你也可以通过读取文件来测试其中的页面是否真的包含了查询的terms

In [35]:
with open("pa1-data/1/cs276.stanford.edu_", 'r') as f:
    print(f.read())

cs276 information retrieval and web search cs 276 ling 286 information retrieval and web search spring 2011 pandu nayak and prabhakar raghavan lecture 3 units tu th 4 15 5 30 gates b03 tas sonali aggarwal ivan cui valentin spitkovsky and sandeep sripada staff e mail cs276 spr1011 staff lists stanford edu lectures are also available online and on television through scpd sitn course description basic and advanced techniques for text based information systems efficient text indexing boolean and vector space retrieval models evaluation and interface issues web search including crawling link based algorithms and web metadata text web clustering classification text mining syllabus additional information staff contact information piazzza we strongly recommend students to post questions to the course page on www piazzza com instead of sending emails this forum enables students to discuss the questions they encounter in lectures or assignments here is a quick introduction video email if you hav

测试dev queries（提前构建好的查询与结果）是否正确 (1%)

In [36]:
for i in range(1, 9):
    with open('dev_queries/query.' + str(i)) as q:
        query = q.read()
        my_results = [os.path.normpath(path) for path in BSBI_instance.retrieve(query)]
        with open('dev_output/' + str(i) + '.out') as o:
            reference_results = [os.path.normpath(x.strip()) for x in o.readlines()]
            assert my_results == reference_results, "Results DO NOT match for query: "+query.strip()
        print("Results match for query:", query.strip())

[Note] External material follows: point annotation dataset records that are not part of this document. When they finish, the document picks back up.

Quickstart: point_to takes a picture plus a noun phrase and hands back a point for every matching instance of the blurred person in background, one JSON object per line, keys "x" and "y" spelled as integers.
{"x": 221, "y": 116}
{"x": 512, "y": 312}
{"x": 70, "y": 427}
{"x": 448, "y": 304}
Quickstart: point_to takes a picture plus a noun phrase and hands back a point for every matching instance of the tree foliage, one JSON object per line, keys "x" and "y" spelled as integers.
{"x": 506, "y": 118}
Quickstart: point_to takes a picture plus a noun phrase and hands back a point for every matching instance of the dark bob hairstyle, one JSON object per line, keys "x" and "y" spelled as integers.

Results match for query: we are
Results match for query: stanford class
Results match for query: stanford students
Results match for query: very cool
Results match for query: the
Results match for query: a
Results match for query: the the
Results match for query: stanford computer science


如果出现了错误，可以通过以下代码比较输出与正确结果的差异

In [37]:
set(my_results) - set(reference_results)

set()

In [38]:
set(reference_results) - set(my_results)

set()

确保你构建自己的查询来测试所有可能的边界情况，例如数据集中没有出现的terms，或者拖慢合并的频繁出现的terms。

# 索引压缩  (30%)

# 报告

在索引压缩部分是使用了gap-encoding压缩编码，具体是只存文档Id列表中的第一个doc_id和之后每两项之间的差距。这样会使得存储的数都比较小，使用二进制中每七个bit来表示一个gap中的一段，最高位表示是否结束这个gap的读取的标志位，可以节省存储空间，并且编码解码唯一确定。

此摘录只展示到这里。